Kimberly Guillen, a coach in the Jack London Youth Soccer League, has played "the beautiful game" for 30 years, in the United States and Europe, and even started her own high school's team by applying for Title IX funding. When friends told her about the Positive Coaching Alliance a few years ago, she refused to attend a workshop.

"I had an attitude of, 'Look, anything even close to wussification is pretty much despicable,'" Guillen says. "I had to be tricked into going. Some friends invited me to a meeting in San Francisco, and I showed up thinking it was going to be a social outing. It turned out to be a PCA workshop, and my friends had ditched me. I wasn't in a good mood; I sat there with my arms folded." She sighs. "Look, I'm from a huge Mexican-Filipino family -- liking kids is mandatory where I'm from."

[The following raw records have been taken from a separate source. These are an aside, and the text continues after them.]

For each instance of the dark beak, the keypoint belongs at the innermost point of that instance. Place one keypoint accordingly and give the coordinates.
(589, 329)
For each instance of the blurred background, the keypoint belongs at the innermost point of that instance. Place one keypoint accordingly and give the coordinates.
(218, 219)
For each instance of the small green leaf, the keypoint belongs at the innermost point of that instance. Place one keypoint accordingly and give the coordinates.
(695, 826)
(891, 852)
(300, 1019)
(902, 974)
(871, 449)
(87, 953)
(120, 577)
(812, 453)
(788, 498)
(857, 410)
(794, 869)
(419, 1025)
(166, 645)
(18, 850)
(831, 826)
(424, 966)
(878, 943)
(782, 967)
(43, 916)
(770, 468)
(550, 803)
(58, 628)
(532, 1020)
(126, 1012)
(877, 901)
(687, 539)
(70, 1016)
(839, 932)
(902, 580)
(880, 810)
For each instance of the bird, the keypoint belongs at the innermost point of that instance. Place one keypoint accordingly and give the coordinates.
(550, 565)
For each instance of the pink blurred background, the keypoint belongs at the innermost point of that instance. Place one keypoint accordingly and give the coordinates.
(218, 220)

But Guillen was struck, despite herself, by one of the ideas presented at the workshop: Keep a positive chart of all the things the kids do well, then use that at the end of practices and games to find good things to say about even less-than-spectacular players. Positive charting made Guillen realize she'd rather focus on the non-stars, and that her true enjoyment came from interacting with the so-called ordinary girl. "The natural athletes are going to excel no matter what," she says. "It's the kids who are the most timid that get transformed into a place where they're possessed by Pele. I thought, 'Everybody in our league needs this.'"

Now, thanks in large part to Guillen, they have it. Last year, the Jack London Youth Soccer League -- the second largest in Northern California, serving about 9,000 kids in Oakland and its surrounding communities -- began incorporating Positive Coaching Alliance workshops, and Guillen calls the program an unqualified success. More than 1,100 coaches and parents attended meetings, and nearly half of the 350 teams sent more attendees to workshops than were mandated by the league. The response was overwhelmingly positive (only five people sent flaming e-mails, Guillen says), and the highest participation rate of parents and coaches belonged to the most elite club teams. "If it were just about satisfying requirements, we would never have had these numbers," Guillen says. "And here's the thing: The program is cheap. We spent $3,000, 30 cents a player, which is ridiculously inexpensive. And in one year, this stuff is working.

"You hear me talking, it's almost like a religious fervor," Guillen gushes. "This has changed my parenting style, my coaching style. I've been in the game a long time. I want to go back and relive my childhood and be coached like this."